First: turn off your flash. Yes, you're going to be shooting in a dark environment, and if your camera is set to auto flash, it's going to fire. This is the last thing you want, so turn it off.

Next, break out the tripod. You're going to be using long exposures. Use a cable or remote release if you have one. If not, just gently press the shutter button with your finger.

Resist the urge to increase your ISO setting. Keep it at 100 to help reduce image noise. You might also want to switch to manual exposure. Auto exposure will overexpose your dark skies turning them to mushy gray. Start with a manual setting of 2 seconds at F-5.6 or F-8, and see what you get. Adjust accordingly from there.

Finally, use a wide angle lens so you can capture as much of the sky as possible. If you know the display is going to peak in a certain area, you can zoom in a bit. Remember, since you're shooting at the highest resolution possible, you can always crop your image later.

Have a great time, be safe, and get some great shots.

About the Photo
Brian C Davenport went to Windsor,Canada to shoot the Freedom Festival fireworks over the Detroit skyline last year. Here's how he got the shot.

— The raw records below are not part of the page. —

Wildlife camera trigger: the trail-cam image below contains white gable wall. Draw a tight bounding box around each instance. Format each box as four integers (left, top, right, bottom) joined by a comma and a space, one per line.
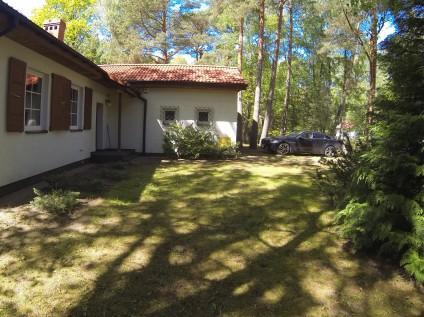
143, 88, 237, 153
0, 37, 107, 186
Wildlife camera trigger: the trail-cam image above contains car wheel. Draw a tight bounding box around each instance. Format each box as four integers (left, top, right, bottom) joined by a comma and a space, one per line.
324, 145, 336, 156
277, 143, 290, 155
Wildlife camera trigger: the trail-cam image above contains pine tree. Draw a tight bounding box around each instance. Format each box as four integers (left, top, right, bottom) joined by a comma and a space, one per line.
338, 0, 424, 283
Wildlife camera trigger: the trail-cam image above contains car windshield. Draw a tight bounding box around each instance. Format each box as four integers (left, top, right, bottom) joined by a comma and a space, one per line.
284, 131, 302, 136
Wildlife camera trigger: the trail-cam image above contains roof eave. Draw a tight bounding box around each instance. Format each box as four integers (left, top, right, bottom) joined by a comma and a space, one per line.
127, 80, 247, 91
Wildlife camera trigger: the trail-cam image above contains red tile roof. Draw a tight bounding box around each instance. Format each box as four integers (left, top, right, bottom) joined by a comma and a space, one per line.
100, 64, 247, 89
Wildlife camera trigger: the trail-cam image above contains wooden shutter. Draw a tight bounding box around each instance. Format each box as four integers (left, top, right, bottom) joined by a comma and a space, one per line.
7, 57, 26, 132
84, 87, 93, 130
50, 74, 71, 131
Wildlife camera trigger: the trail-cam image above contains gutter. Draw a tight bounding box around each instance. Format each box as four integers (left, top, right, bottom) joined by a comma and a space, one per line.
0, 16, 19, 37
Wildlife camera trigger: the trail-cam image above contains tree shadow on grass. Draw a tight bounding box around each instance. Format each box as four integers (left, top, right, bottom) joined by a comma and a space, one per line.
0, 159, 419, 316
68, 159, 424, 316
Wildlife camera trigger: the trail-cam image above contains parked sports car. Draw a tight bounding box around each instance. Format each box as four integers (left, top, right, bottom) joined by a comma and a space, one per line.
261, 131, 342, 156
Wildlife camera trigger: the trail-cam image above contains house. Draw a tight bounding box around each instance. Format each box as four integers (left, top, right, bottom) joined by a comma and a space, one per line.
0, 1, 246, 195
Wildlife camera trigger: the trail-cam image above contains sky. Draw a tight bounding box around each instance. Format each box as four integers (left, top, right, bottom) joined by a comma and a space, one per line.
3, 0, 46, 18
3, 0, 395, 42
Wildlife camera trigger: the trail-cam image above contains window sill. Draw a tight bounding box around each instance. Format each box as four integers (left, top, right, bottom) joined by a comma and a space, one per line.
25, 130, 49, 134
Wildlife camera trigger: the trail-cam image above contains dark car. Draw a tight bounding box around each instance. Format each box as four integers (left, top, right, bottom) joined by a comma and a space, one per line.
261, 131, 342, 156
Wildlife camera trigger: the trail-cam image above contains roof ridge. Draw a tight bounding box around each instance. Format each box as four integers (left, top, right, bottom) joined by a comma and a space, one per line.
98, 63, 237, 69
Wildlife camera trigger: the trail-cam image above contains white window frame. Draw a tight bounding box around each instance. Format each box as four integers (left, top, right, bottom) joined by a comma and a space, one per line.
24, 68, 49, 131
160, 106, 179, 125
195, 107, 213, 125
69, 85, 84, 130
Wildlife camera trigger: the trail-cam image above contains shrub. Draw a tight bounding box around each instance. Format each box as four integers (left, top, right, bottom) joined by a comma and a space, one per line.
31, 188, 80, 213
163, 123, 237, 160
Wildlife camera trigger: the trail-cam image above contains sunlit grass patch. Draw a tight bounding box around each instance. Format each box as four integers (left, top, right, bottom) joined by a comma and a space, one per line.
0, 152, 424, 316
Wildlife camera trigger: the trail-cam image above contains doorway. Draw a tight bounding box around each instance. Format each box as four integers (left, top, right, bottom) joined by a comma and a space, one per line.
96, 102, 104, 150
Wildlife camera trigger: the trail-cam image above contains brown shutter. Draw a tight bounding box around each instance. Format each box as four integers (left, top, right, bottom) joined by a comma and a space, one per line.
7, 57, 26, 132
84, 87, 93, 130
50, 74, 71, 131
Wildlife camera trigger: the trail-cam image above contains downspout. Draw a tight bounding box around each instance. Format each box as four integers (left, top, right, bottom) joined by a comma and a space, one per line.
139, 96, 147, 154
118, 91, 122, 152
0, 16, 19, 37
127, 83, 147, 154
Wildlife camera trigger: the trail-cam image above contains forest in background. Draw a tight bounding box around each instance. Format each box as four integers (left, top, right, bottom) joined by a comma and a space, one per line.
32, 0, 424, 283
31, 0, 393, 143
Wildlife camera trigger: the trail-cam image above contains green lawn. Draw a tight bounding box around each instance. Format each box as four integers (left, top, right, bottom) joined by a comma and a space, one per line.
0, 155, 424, 317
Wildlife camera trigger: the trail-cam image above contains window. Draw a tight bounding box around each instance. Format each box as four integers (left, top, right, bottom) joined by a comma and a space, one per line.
300, 132, 312, 139
160, 107, 179, 124
24, 70, 47, 131
196, 108, 213, 124
70, 85, 82, 130
314, 132, 325, 139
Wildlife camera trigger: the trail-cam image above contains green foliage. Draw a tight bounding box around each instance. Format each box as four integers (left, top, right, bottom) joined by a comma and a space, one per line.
163, 123, 237, 160
31, 188, 80, 213
31, 0, 97, 58
315, 137, 367, 208
320, 1, 424, 283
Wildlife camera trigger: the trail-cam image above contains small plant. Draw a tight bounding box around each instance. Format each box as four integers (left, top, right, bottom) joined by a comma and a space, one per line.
163, 124, 237, 160
31, 188, 80, 213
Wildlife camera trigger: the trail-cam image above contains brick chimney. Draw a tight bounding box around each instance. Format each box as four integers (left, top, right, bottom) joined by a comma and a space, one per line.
44, 19, 66, 42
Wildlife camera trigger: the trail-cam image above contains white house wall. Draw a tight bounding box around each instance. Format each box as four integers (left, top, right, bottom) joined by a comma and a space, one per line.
0, 37, 107, 186
141, 88, 237, 153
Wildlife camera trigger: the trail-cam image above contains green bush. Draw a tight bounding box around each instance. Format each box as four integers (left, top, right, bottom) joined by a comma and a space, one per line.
31, 188, 79, 213
318, 1, 424, 283
163, 123, 237, 160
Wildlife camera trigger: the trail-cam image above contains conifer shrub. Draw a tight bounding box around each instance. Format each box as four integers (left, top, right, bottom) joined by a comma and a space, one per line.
320, 0, 424, 283
163, 123, 237, 160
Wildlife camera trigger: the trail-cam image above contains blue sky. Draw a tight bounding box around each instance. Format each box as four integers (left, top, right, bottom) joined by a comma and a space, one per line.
3, 0, 46, 18
3, 0, 394, 41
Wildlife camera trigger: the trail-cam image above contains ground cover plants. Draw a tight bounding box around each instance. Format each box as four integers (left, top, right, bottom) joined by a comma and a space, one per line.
0, 155, 424, 316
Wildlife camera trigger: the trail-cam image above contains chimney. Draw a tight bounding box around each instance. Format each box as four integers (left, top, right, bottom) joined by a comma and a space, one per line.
44, 19, 66, 42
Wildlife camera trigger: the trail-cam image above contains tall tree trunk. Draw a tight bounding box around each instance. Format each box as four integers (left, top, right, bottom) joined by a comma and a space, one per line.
367, 5, 378, 128
343, 2, 385, 140
280, 0, 293, 135
330, 51, 356, 135
261, 0, 285, 139
250, 0, 265, 149
236, 18, 244, 148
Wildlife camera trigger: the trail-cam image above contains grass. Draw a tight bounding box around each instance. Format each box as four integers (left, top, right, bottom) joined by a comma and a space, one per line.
0, 152, 424, 316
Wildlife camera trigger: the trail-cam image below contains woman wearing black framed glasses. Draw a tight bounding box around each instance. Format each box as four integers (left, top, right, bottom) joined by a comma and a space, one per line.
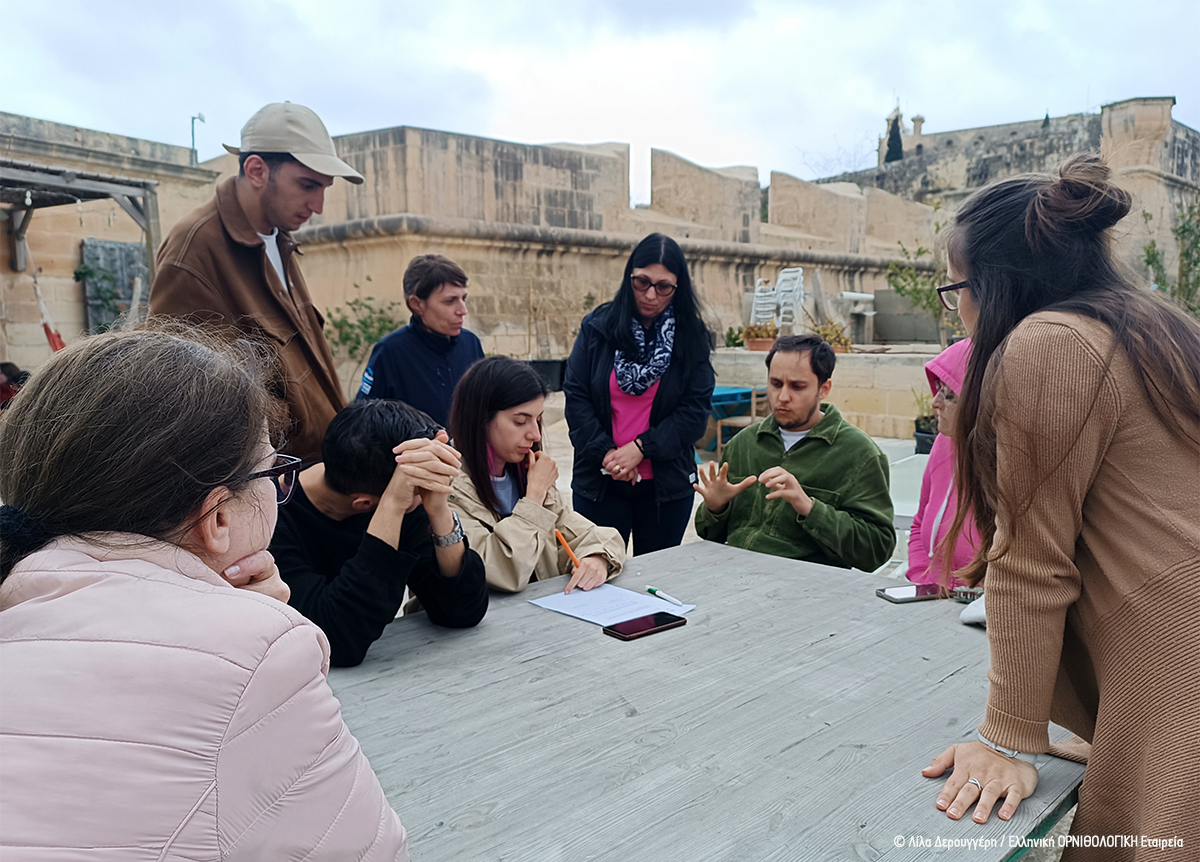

"It was a very long day but the last 30 min was outstanding," said Brian. "Getting there early in the day gave us a front row seat, right on the shoreline to set up our tripods. I shot about 200 images during the day, and the fireworks shots came out really nice. It was a little tricky as this was a show where there were very few single bursts so there was alot of light in the air most of the time. I settled on 18mm, ISO 100, f8 and 3-5 sec exposure. These settings gave some definition to the bursts without too much "blow-out" of the highlights."

Great shot Brian! Thanks for sending it in.